Today is Constitution Day, a great opportunity to recall the uniqueness of our Constitution and it's influence in affecting government's respect for individual rights around the world. It's a remarkable document for it's vision in resolving competing interests and rights, balancing the power of government, and its flexibility to remain relevant over so much time and allow for amendment to adapt.
The Constitution wasn't written until more than a decade after the Declaration of Independence. The Virginia state constitution was very influential in formulating many of the principles adopted by the U.S. Constitution. Probably foremost is the protection of individual rights specified in the Bill of Rights, the first ten amendments. And it was George Mason of Virginia who is credited with leading the urgency to formalize these protections of individual liberty and limit the influence and power of the government. And the philosophical source of these rights, as specified in the Declaration of Independence, and government's obligation to recognize them is God's endowment. Both individuals and government are obligated to Him to respect and protect these rights.
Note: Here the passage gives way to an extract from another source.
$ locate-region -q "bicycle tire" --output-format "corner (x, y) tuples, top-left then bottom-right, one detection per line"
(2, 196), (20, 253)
Mason was appointed in 1786 to represent Virginia as a delegate to a Federal Convention, to meet in Philadelphia for the purpose of revising the Articles of Confederation....One objection to the proposed Constitution was that it lacked a "declaration of rights". As a delegate to Virginia's ratification convention, he opposed ratification without amendment. Among the amendments he desired was a bill of rights....On December 15, 1791, the U.S. Bill of Rights, based primarily on George Mason's Virginia Declaration of Rights, was ratified in response to the agitation of Mason and others.